The type of RNA relevant to these findings is believed to regulate a variety functions in the cell involved with the development and disease.
Some of the new snails received RNA from the trained cohort, and some, as controls, from the untrained group. These shocks amplified the snails' defensive withdrawal reflex-which it uses to protect itself. "So these snails are alarmed and release ink, but they aren't physically damaged by the shocks", he said.
The snails that received the implants had a defensive reaction of about 40 seconds after the implants, even though they had not had a reaction previously, the BBC reported.
However, speaking with The Guardian, Tomás Ryan, a studier of memory at Trinity College Dublin, is not exactly convinced that Glanzman and his team have demonstrated an ability to transfer what we consider a personal memory.
As expected, the control group of snails did not display the lengthy contraction.
The shocked snails had been "sensitised" to the stimulus. Interestingly, the researchers discovered, adding RNA from the snails that had been given shocks also produced increased excitability in sensory neurons in a Petri dish; it did not do so in motor neurons.
Speaking of what this means, Glanzman said: "What we are talking about are very specific kinds of memories, not the sort that says what happened to me on my fifth birthday, or who is the president of the USA".

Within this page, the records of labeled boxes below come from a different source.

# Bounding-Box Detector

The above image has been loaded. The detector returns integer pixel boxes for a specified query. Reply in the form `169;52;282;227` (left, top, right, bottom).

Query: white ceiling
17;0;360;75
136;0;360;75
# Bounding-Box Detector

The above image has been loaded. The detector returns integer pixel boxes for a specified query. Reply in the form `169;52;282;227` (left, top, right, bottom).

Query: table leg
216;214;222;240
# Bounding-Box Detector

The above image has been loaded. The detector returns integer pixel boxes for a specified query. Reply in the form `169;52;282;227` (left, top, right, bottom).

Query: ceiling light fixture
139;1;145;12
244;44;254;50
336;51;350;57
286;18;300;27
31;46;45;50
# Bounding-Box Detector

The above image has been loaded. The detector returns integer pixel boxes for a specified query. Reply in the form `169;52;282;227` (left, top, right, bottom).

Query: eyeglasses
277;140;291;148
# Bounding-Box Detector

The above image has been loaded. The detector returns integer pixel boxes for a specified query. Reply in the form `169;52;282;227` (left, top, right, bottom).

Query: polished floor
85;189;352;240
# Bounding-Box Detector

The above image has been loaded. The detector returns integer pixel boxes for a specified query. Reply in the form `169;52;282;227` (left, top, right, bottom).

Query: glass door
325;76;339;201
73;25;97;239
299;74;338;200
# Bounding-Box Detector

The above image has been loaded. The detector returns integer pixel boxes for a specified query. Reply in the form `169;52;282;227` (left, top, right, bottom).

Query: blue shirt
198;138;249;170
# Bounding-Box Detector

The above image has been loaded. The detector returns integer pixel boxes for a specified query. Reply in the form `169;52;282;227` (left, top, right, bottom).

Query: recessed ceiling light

He also stressed that the snails did not get hurt: "These are marine snails and when they are alarmed they release a attractive purple ink to hide themselves from predators". "While the Aplysia is a fantastic model for studying basic neuroscience, we must be very careful in drawing comparisons to human memory processes, which are much more complex". (Each neuron has several thousand synapses.) Glanzman holds a different view, believing that memories are stored in the nucleus of neurons.
The researchers said that the cells and molecular processes in the marine snails are similar to those in humans, despite the fact that the snail has about 20,000 neurons in its central nervous system and humans are thought to have about 100 billion.
But in a new study, researchers claim to have made headway in understanding the simplest kind of memory a mollusc might form, and, with a swift injection, managed to transfer such a memory from one sea snail to another.
Glanzman and his colleagues published research in 2014 suggesting that lost memories could potentially be restored based on this concept. As a result, researchers used RNA, which is part of the epigenetic modification and part of the process of forming long-term memory.
Co-authors are Alexis Bédécarrats, a UCLA postdoctoral scholar who worked in Glanzman's laboratory; and Shanping Chen, Kaycey Pearce and Diancai Cai, research associates in Glanzman's laboratory.